The councillor nimbly crossed the wire and guided us around, showing off several of the vegetation-surrounded vents from which Jurassic slime wells ceaselessly from below. He took me to Hancock's Water, a neighbouring stream into which the mud pours and where fossils can be found.

Back in 1974 workers from a sewage works a few hundred metres down stream noticed the flow of mud down the water course and went to investigate the source. They decided to dig down into one of the vents, but that caused a terrifying blow out. The earth shook and slime jetted high in the air plastering the surrounding trees.

Clearly, what had been thought of as merely a local bog was altogether more potent. Wiltshire County Council tried to plug one of the vents by dropping 100 tons of rubble down it. That disappeared without trace and the area of mud expanded, turning it into the slime pond you can see today.

Investigations by scientists from the British Geological Survey and elsewhere have begun to unravel how the springs work. Their starting point is the ground-water which, under pressure, moves upwards out of a layer of porous limestone, the Coral Rag, lying 70ft deep.
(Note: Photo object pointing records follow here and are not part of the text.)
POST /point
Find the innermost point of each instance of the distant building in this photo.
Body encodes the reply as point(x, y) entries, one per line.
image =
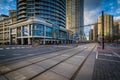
point(117, 28)
point(95, 32)
point(74, 17)
point(91, 35)
point(53, 11)
point(4, 28)
point(36, 22)
point(108, 26)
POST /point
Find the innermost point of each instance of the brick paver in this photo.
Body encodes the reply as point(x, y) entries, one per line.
point(107, 65)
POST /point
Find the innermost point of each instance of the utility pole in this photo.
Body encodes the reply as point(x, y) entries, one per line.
point(102, 29)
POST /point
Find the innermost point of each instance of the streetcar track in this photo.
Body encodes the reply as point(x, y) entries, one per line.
point(72, 78)
point(56, 64)
point(24, 57)
point(79, 68)
point(3, 73)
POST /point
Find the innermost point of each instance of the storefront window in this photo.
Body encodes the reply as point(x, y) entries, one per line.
point(49, 31)
point(38, 29)
point(25, 30)
point(19, 32)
This rising water moves into a layer of clay deposited in a shallow sea about 150 million years ago. It appears that the water has opened large caverns in the solid clay, full of mud. This breaks out at the surface vents forming large blisters, where some of the mud congeals and some oozes into the stream. All this and more Mr Hodges explained as we explored the springs - and then disaster struck. He misjudged a step and plunged deep into mud which nearly covered the top of both Wellington boots. We managed to free first him then one of the boots, but the other proved quite impossible to wrestle out and lies there still.

As he hobbled away unbooted, he explained his vision for the prospective World Heritage site. There would be secure viewing platforms from which visitors could gaze at the mud, while large interpretation boards would explain the working and history of the springs.

The ooze is popular at Helen's Unisex Hair Salon in Wootton Bassett, where manageress Amanda Hamilton offers it free as a rejuvenating face mask. "After 15 minutes it dries and shrinks to form a really tight mask," she said. "It exfoliates and plumps up the skin a treat."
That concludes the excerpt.